Exposure to UV radiation is the main cause of the most common forms of skin cancer. Surfers can be ‘sun smart’ by simply taking some precautions to protect their skin: 

  • Protect your skin with clothing, and remember to wear a hat that protects your face, neck and ears, and a pair of UV protective sunglasses.
  • Stay in the shade at peak UV radiation exposure times, typically between 11am and 3pm when it is sunny in Northern hemisphere locations. Step out of the sun before your skin has a chance to redden or burn. 
  • Apply plenty of broad-spectrum, water-resistant, SPF 30 or higher sunscreen 15 to 30 minutes before going out into the sun, and reapply frequently throughout the day and straight after coming out of the water and drying off with a towel.
  • Remember, sunscreens should not be used as an alternative to clothing and shade, rather they offer additional protection. No sunscreen will provide 100% protection.
  • Consider purchasing UV protective beach wear (i.e. boardshorts, rash vest, surf hat, etc.) which can particularly assist in protecting your skin.

Answered by Alex Kelleher, MD

Anyone can develop a skin cancer and this risk increases with time and cumulative exposure. However, some people are more likely to do so than others and these include those who have: 

  • Fair skin that burns easily
  • Light coloured eyes, e.g. blue, grey, or hazel
  • Naturally fair blonde or red hair
  • Numerous freckles
  • An outdoor occupation and/or intense sun exposure at present or in the past*
  • An outdoor pursuit such as surfing, cycling, gardening, etc.* 
  • Frequent use of artificial sun lamps and/or sunbeds
  • Experienced sunburnt skin
  • A history of skin cancer
  • An organ transplant recipient
  • A compromised immune system, e.g. those who have a blood disorder such as leukaemia, or those who are taking immunosuppressive medications

*Note: Without the use of sunscreen

Answered by Alex Kelleher, MD

The commonest cause of skin cancer is exposure to UV radiation, e.g. from sunlight or sunbeds. Hence, protecting yourself from UV radiation exposure can drastically reduce your chance of getting skin cancer. Read the next question on how to stay safe.
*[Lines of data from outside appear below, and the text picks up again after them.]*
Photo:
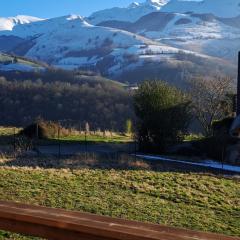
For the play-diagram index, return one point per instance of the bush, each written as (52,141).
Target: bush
(163,115)
(42,130)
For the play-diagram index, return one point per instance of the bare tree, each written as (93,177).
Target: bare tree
(211,100)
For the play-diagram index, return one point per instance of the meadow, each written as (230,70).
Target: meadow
(125,187)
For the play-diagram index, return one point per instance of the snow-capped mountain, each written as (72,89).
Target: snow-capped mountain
(220,8)
(202,33)
(129,14)
(70,42)
(11,22)
(141,38)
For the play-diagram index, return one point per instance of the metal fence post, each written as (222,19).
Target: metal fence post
(59,144)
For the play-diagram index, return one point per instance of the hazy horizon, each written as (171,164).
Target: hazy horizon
(54,8)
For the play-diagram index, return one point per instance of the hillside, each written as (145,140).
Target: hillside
(149,39)
(57,95)
(10,22)
(10,63)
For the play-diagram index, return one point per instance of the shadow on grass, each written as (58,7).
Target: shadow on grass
(106,161)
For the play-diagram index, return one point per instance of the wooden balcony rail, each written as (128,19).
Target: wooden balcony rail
(67,225)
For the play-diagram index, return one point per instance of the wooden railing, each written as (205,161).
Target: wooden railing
(66,225)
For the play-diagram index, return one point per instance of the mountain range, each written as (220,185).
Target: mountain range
(156,38)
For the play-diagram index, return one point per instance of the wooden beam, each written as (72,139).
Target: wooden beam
(61,224)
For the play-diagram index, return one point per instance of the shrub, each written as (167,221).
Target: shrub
(163,115)
(42,130)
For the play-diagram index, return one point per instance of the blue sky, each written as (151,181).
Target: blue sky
(54,8)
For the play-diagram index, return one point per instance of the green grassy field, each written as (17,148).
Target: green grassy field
(6,132)
(193,201)
(97,138)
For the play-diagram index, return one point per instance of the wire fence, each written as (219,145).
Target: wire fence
(66,138)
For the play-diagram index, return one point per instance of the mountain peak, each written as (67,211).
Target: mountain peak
(158,3)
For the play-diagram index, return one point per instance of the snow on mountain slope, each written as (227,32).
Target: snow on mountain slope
(129,14)
(205,34)
(11,22)
(70,42)
(11,63)
(220,8)
(202,33)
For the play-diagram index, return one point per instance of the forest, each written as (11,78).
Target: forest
(60,95)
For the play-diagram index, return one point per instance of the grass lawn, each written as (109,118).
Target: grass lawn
(194,201)
(8,132)
(97,138)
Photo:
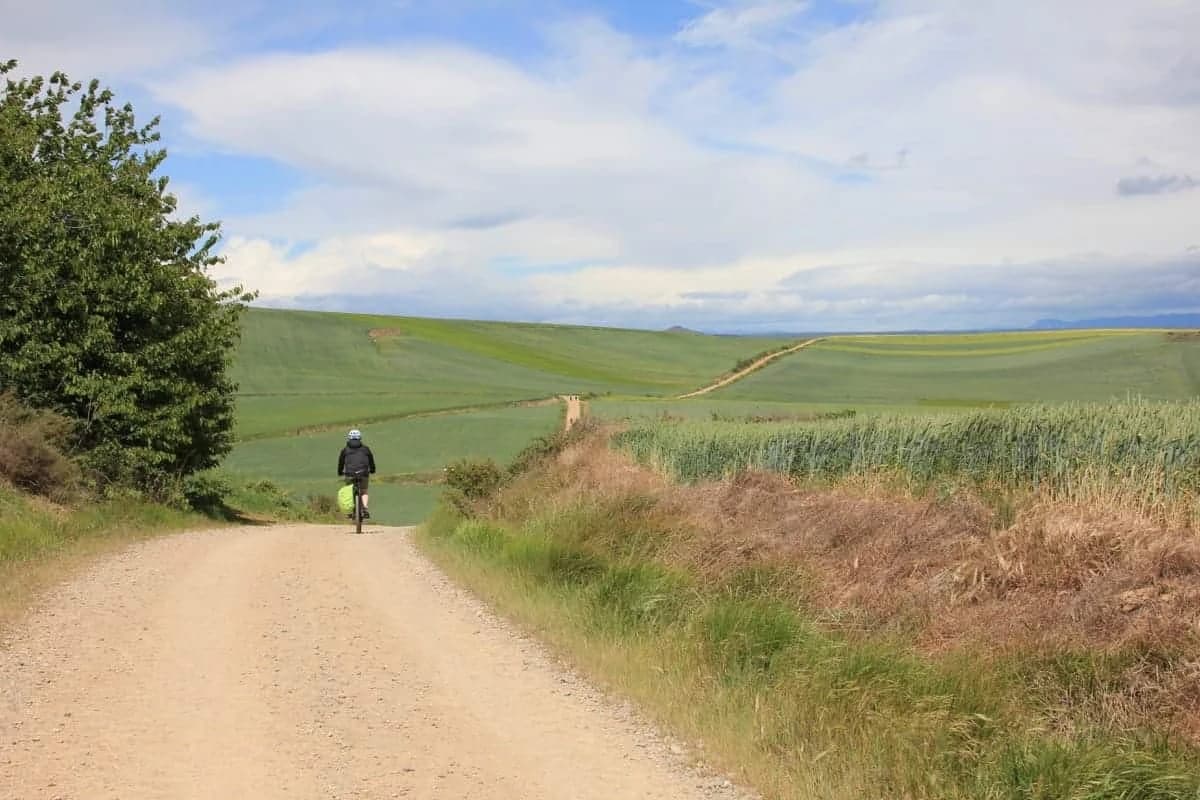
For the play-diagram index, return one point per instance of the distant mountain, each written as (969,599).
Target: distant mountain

Answered by Alex Kelleher, MD

Firstly, you should protect your skin with clothing, i.e. wear a hat that covers your face, neck, and ears, a pair of UV protective sunglasses for when you’re back on shore, and a UV protective rash vest and boardshorts.

Answered by Alex Kelleher, MD

Apply plenty of broad-spectrum, water-resistant, SPF 30 or higher sunscreen to exposed/uncovered skin 15 to 30 minutes before going out into the sun, and reapply frequently throughout the day and straight after coming out of the water and drying off with a towel. Remember, sunscreens should not be used as an alternative to clothing and/or shade, rather they offer additional protection. No sunscreen will provide 100% protection.

Answered by Alex Kelleher, MD

The Sun Protection Factor (SPF) is commonly thought of as how much longer skin covered with sunscreen takes to burn compared with unprotected skin. Let’s say you would typically start to burn after 10 minutes in the sun, then using a SPF 15 rated sunscreen, would imply that you can safely remain in the sun for 10 min x 15 = 150 minutes before burning. Or with an SPF 50 rated sunscreen, you can safely remain in the sun for 50 times as long as compared to no sunscreen. If you’d do the math, that would be 10 min x 50, which would result in 500 minutes. Just be aware that sunscreen wears off during surfing, sweating and due to other activities. So the 50x times only can be assumed if you re-apply your sunscreen regularly.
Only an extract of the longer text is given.